DÜSSELDORF MAYOR MET WITH CRITICS DURING U.S. VISIT
Last Thursday and Friday Mayor Geisel visited North America. His itinerary included New York and Washington, D.C., where he met with his most outspoken critics, including Georgetown University professor and lecturer in theology and fine arts Dr. Ori Z. Soltes and Marc Masurovsky, co-founder of the Washington-based Holocaust Art Restitution Project. Conspicuously absent from the mayor’s trip was a stop in Montreal. “This leaves a lot of unanswered questions,” said Soltes. “While Geisel may have many strong intentions to see the exhibition happen, there are key details that need to be filled in before this can happen, including how he will work with the Max Stern Restitution Project.”
Epstein told ARTnews he will comment on this subject once he receives a report from Düsseldorf as to how the reinstated exhibition will unfold. “As with any international exhibition that has been publicly announced, by now there should be concrete information about its proposed timing, scope, funding, organization, catalogue, and curators,” he said. “Yet on all of these matters, we await information and answers.” In the meantime, the Restitution Project continues to focus on its core mission: recovering paintings that were stolen from Stern.
This controversy is the central one when it comes to whether or not the Stern exhibition will happen. “It all comes down to the fact that while there are many Germans who want to do what is morally correct and return Nazi-looted art,” said Epstein, “according to the country’s civil law, property cannot be reclaimed more than 30 years after it was lost or stolen.” Nazi-era art restitution in Germany has been particularly challenging since the door to reclaiming works through German courts shut in 1975.
“Keep in mind that Geisel first said he canceled the exhibition because Max Stern’s estate has claims against the city of Düsseldorf,” said Epstein. “Claims that the city rejects.” Lauder noted in his November 29 statement that it was absurd that the city’s officials justified their cancellation of the exhibition “because victims of Nazi art loot[ing] and their heirs are still looking for their property.”
If Korte is correct in his characterization of the reinstatement of the exhibition as a “fig leaf,” it is likely that the show’s planning is being dragged out intentionally.
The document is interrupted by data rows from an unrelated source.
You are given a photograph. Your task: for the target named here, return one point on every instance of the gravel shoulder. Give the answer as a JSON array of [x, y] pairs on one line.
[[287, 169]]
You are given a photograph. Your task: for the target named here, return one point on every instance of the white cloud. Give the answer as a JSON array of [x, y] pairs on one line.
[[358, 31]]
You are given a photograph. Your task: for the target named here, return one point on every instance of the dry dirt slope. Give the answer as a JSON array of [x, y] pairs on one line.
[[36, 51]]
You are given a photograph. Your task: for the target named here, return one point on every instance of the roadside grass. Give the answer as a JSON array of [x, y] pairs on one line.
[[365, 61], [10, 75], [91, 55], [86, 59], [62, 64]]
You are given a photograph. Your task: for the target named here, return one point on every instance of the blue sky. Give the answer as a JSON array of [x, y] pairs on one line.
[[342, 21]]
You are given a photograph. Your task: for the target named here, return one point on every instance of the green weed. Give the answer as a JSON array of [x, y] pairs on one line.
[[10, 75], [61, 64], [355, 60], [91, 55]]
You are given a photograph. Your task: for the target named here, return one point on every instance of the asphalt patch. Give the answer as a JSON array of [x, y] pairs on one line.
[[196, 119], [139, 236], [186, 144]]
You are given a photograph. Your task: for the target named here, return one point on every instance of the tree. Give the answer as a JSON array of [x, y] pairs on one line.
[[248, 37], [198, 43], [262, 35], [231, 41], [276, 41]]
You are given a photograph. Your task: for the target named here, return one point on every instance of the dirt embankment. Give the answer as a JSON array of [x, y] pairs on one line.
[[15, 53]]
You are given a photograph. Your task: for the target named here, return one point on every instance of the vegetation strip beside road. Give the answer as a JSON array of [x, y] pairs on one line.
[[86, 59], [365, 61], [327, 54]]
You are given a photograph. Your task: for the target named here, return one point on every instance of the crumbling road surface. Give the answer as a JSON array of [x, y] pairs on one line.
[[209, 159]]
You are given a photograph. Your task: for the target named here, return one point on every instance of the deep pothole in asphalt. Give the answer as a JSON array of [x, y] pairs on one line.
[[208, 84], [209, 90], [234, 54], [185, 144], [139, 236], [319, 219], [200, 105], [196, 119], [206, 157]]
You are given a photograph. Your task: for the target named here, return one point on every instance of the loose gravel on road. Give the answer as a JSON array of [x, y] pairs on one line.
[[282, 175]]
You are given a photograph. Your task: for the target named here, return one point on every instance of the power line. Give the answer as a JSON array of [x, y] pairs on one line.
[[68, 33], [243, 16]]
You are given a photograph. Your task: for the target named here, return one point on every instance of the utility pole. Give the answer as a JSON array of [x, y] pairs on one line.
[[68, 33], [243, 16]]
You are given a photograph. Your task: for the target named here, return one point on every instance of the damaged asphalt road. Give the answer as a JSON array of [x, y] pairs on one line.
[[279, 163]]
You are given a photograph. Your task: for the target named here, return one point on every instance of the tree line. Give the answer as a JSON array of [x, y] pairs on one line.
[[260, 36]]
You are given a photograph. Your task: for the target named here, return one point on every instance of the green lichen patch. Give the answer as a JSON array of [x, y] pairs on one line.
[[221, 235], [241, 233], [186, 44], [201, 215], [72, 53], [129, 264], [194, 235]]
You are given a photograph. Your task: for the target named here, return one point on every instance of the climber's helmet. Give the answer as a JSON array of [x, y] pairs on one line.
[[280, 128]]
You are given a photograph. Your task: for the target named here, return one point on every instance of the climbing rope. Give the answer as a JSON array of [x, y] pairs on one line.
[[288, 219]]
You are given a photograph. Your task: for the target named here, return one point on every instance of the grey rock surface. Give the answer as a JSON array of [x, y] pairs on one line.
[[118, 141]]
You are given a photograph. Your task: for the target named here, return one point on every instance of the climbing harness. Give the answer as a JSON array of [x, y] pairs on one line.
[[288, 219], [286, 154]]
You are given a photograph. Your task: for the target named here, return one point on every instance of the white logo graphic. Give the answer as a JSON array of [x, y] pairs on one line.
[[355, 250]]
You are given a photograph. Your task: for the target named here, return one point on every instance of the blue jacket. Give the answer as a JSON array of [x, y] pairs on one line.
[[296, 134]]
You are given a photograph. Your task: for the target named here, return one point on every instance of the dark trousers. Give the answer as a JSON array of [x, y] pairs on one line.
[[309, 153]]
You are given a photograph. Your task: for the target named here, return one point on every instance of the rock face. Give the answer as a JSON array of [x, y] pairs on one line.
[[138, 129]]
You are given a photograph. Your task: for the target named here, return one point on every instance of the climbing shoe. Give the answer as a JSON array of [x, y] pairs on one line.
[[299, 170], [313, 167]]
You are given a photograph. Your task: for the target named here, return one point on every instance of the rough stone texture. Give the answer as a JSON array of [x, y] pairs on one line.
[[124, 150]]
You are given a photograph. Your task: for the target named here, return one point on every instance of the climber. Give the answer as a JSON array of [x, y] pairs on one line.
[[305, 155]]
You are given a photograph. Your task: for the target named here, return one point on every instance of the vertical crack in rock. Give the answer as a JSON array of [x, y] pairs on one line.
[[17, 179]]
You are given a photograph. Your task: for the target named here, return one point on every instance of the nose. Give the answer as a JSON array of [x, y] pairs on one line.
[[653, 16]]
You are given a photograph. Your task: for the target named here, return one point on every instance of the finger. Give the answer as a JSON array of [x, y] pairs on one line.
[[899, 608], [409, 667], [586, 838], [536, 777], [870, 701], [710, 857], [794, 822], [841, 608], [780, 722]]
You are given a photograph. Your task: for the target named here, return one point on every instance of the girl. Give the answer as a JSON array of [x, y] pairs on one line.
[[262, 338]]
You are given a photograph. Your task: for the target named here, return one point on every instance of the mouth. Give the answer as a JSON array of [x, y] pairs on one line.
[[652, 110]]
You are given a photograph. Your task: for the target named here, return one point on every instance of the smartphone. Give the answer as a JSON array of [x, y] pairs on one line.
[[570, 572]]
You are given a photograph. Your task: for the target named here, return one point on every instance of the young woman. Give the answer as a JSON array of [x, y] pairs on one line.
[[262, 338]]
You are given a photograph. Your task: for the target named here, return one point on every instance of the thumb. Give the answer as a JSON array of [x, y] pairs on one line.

This would allow the Stern exhibition to serve as a smoke screen for Geisel, something he can use so as to appear sympathetic toward recovering art stolen during the Nazi era while holding power in a city “that has deep ties to German industry,” said Korte, “and a record of being unsympathetic toward restitution claims.” (Geisel is expected to seek reelection in 2020.)
As Lauder made clear in his address last night, while the Washington Declaration was a historical landmark, the pact has never been legally binding. When it comes to addressing restitution in Germany, he said, “the huge gap between official announcements and actual deeds must end.”
It remains to be seen whether Lauder’s most recent criticisms will have an effect in Düsseldorf. “Lauder’s words already once significantly affected Geisel’s thinking,” said Epstein. “Hopefully, his comments last night will make a renewed impact on the mayor.”